It seems strange to say, but what can help modern man find the answers to his own mystery,and the mystery of him in whose image he is created, is silence and solitude - in a word, the desert. Modern man needs these things more than the hermits of old...Eve Baker, too, writes:
Deserts, silence, solitude are not necessarily places, but states of mind and heart. These deserts can be found in the midst of the city, and in the every day of our lives. We need only to look for them and realise our tremendous need for them. They will be small solitudes, little deserts, tiny pools of silence, but the experience they will bring, if we are disposed to enter them, may be as exultant and as holy as the one God himself entered. For it is God who makes solitude, deserts and silences holy.
Catherine Doherty, Poustinia
The desert to which the solitary is called is not a place, but something that must be there below the surface of ordinary human existence. It is nowhere, a place of thirst after God…Once again I find myself in the position of coming to realise, painfully, that for me there has to be a pattern of a very interior asceticism.

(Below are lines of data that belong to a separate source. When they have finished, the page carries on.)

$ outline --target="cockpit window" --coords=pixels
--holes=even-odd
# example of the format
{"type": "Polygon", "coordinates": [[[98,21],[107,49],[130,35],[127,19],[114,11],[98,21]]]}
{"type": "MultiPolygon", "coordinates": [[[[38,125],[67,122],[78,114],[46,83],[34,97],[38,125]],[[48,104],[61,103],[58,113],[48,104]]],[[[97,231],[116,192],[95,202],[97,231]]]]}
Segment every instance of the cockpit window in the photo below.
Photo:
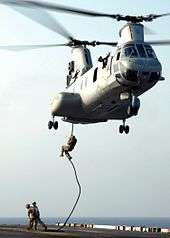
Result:
{"type": "Polygon", "coordinates": [[[143,44],[126,44],[122,48],[121,57],[129,57],[129,58],[155,58],[156,55],[154,50],[150,45],[143,44]]]}
{"type": "Polygon", "coordinates": [[[123,55],[130,58],[138,57],[138,53],[134,45],[125,45],[123,55]]]}
{"type": "Polygon", "coordinates": [[[144,49],[143,45],[142,44],[136,44],[136,47],[138,49],[140,57],[146,58],[146,53],[145,53],[145,49],[144,49]]]}
{"type": "Polygon", "coordinates": [[[145,45],[145,50],[149,58],[156,58],[155,52],[150,45],[145,45]]]}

As Baker says, "Dramatic gestures are easy, simple faithfulness requires more effort." External commitments, too, however tempting it may be to make a positive, practical contribution to a community that makes room for me in its heart, are actually a danger to this interiority of prayer, and to my own hidden life within it.

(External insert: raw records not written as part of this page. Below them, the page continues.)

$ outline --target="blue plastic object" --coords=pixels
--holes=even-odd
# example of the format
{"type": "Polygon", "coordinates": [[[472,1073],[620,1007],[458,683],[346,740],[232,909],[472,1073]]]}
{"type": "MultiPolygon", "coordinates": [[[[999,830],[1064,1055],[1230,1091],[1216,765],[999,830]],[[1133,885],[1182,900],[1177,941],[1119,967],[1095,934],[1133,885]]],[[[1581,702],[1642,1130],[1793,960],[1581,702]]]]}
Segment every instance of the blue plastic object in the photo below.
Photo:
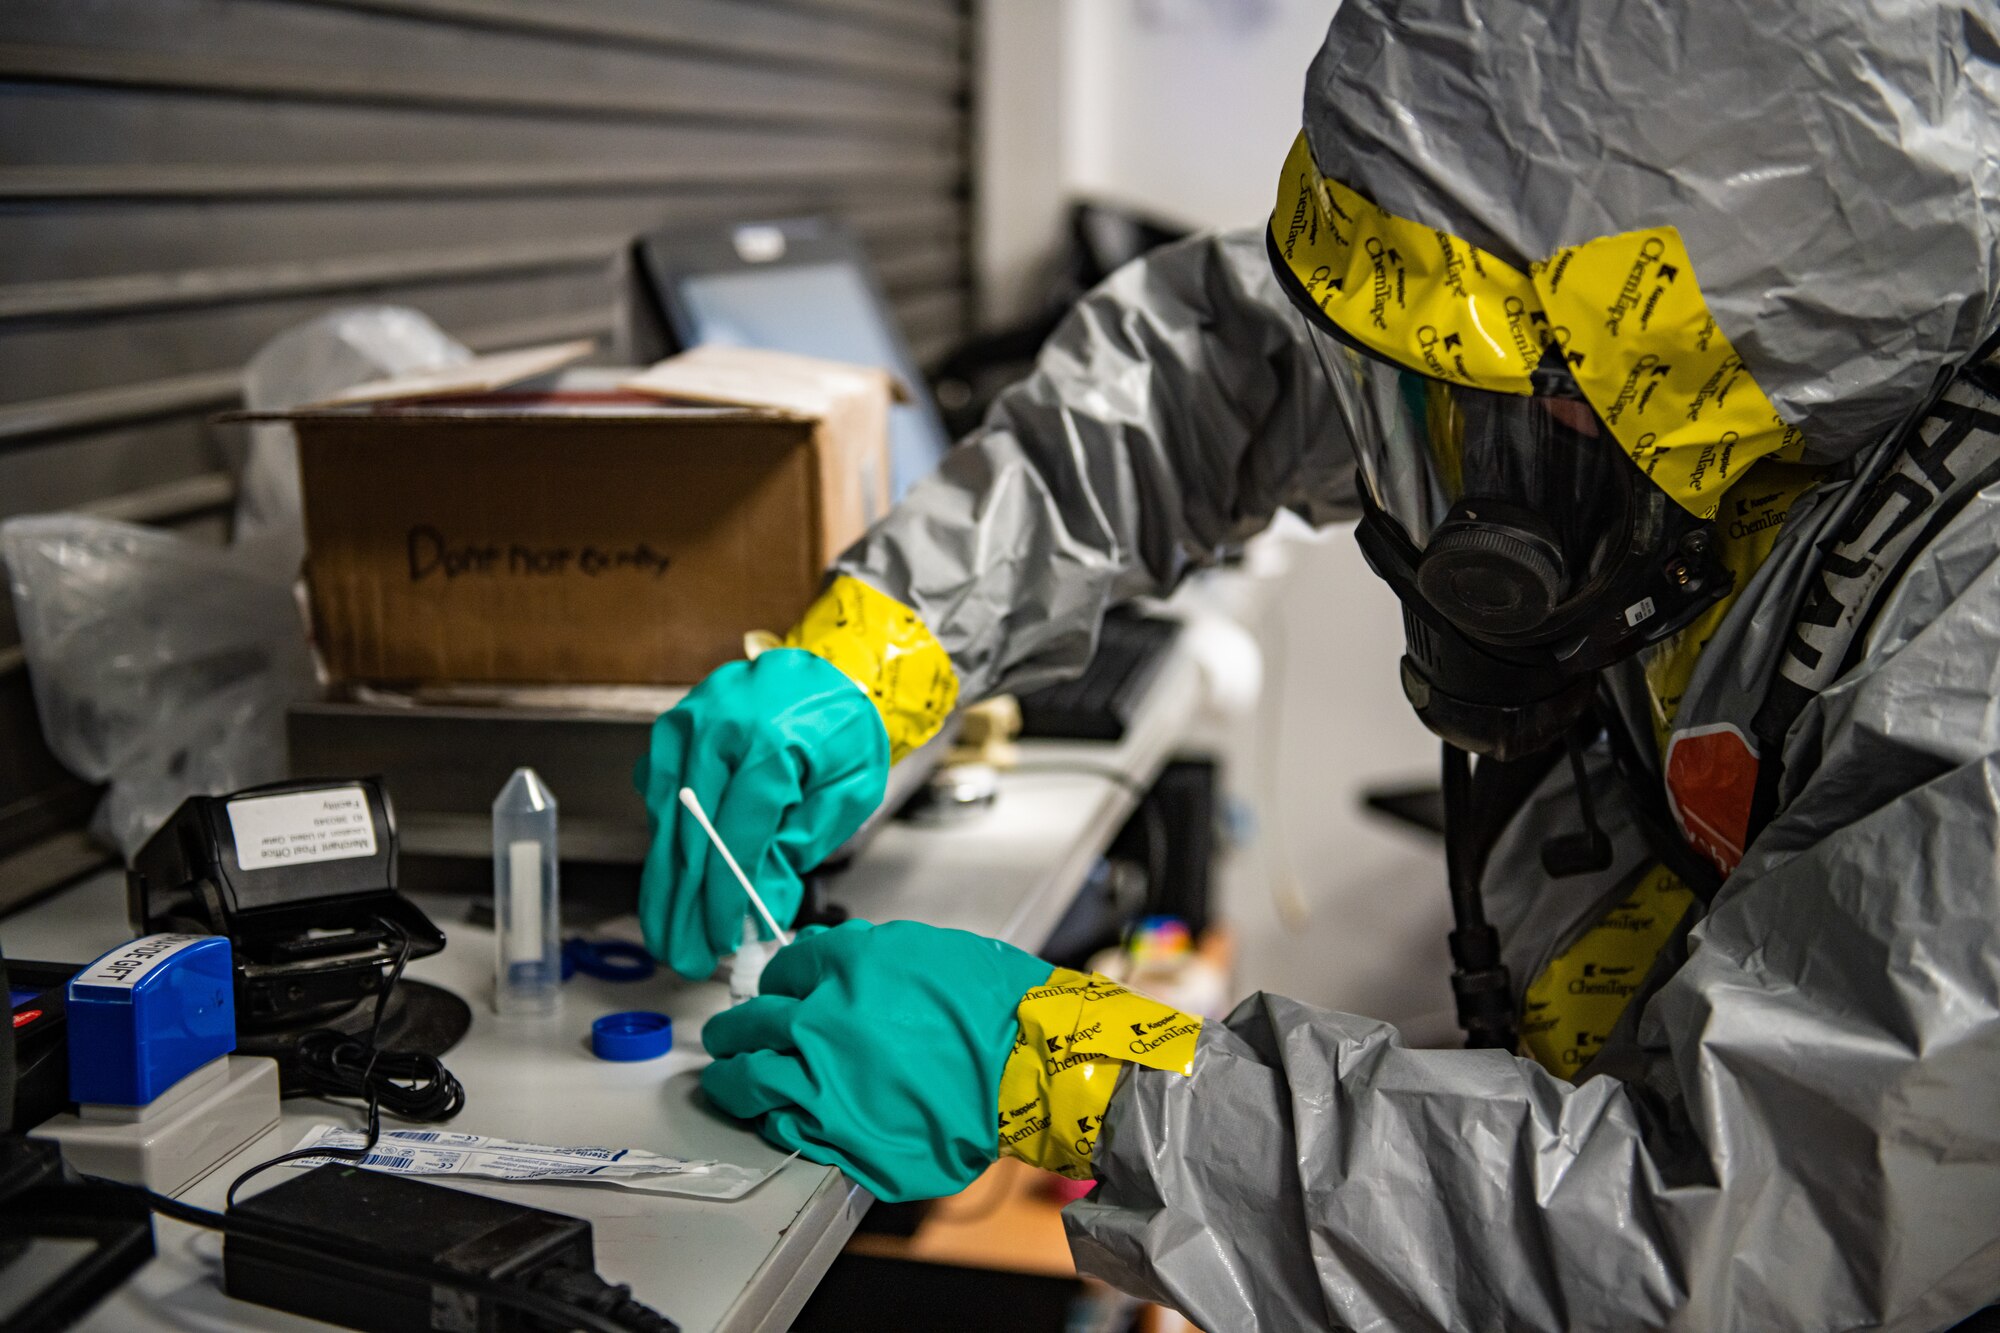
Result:
{"type": "Polygon", "coordinates": [[[147,935],[69,982],[69,1095],[144,1106],[236,1049],[236,988],[221,935],[147,935]]]}
{"type": "Polygon", "coordinates": [[[674,1048],[674,1020],[633,1009],[590,1025],[591,1053],[600,1060],[650,1060],[674,1048]]]}
{"type": "Polygon", "coordinates": [[[599,981],[644,981],[657,967],[643,945],[625,940],[587,940],[572,935],[563,941],[564,981],[578,972],[599,981]]]}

The disciplines of solitude will be different for everyone. Maintaining an inner cell of quiet will be a greater struggle for the person with family obligations or for those whose life involves working closely with other people… It is like having a compass in one’s hand, pointing to the true north. The busyness of life will swing the needle, but it will return again to the same direction.
Prayer is not so much a matter of specific occasions, forms, words, but a constant orientation towards God which becomes habitual. This is the hidden life which goes on inside the external one which differs little from any other human life except for the hidden search for solitude, silence and simplicity...
Doherty again:
The presence of a person who is in love with God is enough… nothing else is needed…Pope Paul VI's 1969 Instruction on the Contemplative Life includes this passage: "To withdraw into the desert is for Christians tantamount to associating themselves more intimately with Christ's passion, and it enables them, in a very special way, to share in the paschal mystery and in the passage of Our Lord from this world to the heavenly homeland."
When you are hanging on a cross you can't do anything, because you are crucified. That is the essence of a poustinik's contribution… The poustinik’s loneliness is of salvific and cosmic proportions… By hanging on the cross of his loneliness, his healing rays, like the rays of the sun, will penetrate the earth…
The world is cold. Someone must be on fire so that people can come and put their cold hands and feet against that fire...
The poustinik's whole reason for going into loneliness - into solitude - his whole reason for exposing himself to temptation, is always for others. It is always in identification with… Christ, with his whole life, with his crucifixion. It is then the way to our resurrection and that of others.
This is hard. For so much of the life we have grown up to expect to live is based on the approval of others, their companionship and encouragement on a path towards a shared objective, that actually to set out into this desert of the heart is in many ways as lonely and difficult as it must have been for the women and men setting out into the solitary places of Egypt and Syria back in the 3rd century AD. But like their journey, it is not done alone. Like them, we must each of us be part of a community of faith; in the deepest and truest sense, a Eucharistic community, where we may live among our sisters and brothers, supported, if not always by their absolute understanding, at least always by their love.
2 comments:
"...small solitudes, little deserts, tiny pools of silence." Catherine Doherty was (is!) so good. The soul of a poet. It's heartening to see that her name is still remembered.
And yes to the plea for a eucharistic community. It is necessary, isn't it? In my early twenties, I misread Merton badly (or read certain parts too well), and felt that escaping other people was what I needed to do! Oh, no.
Thank you so much for these salutary reminders, beautifully chosen and so truthfully articulated.
Thank you, Thomas. It's a shame more people don't know Doherty - though I see Poustinia is in its 3rd edition, 3rd printing - and the first e-book was 2012 - so someone must still read her apart from us two.
And community - yes! I made the same mistake with Merton myself when I was too young to know better!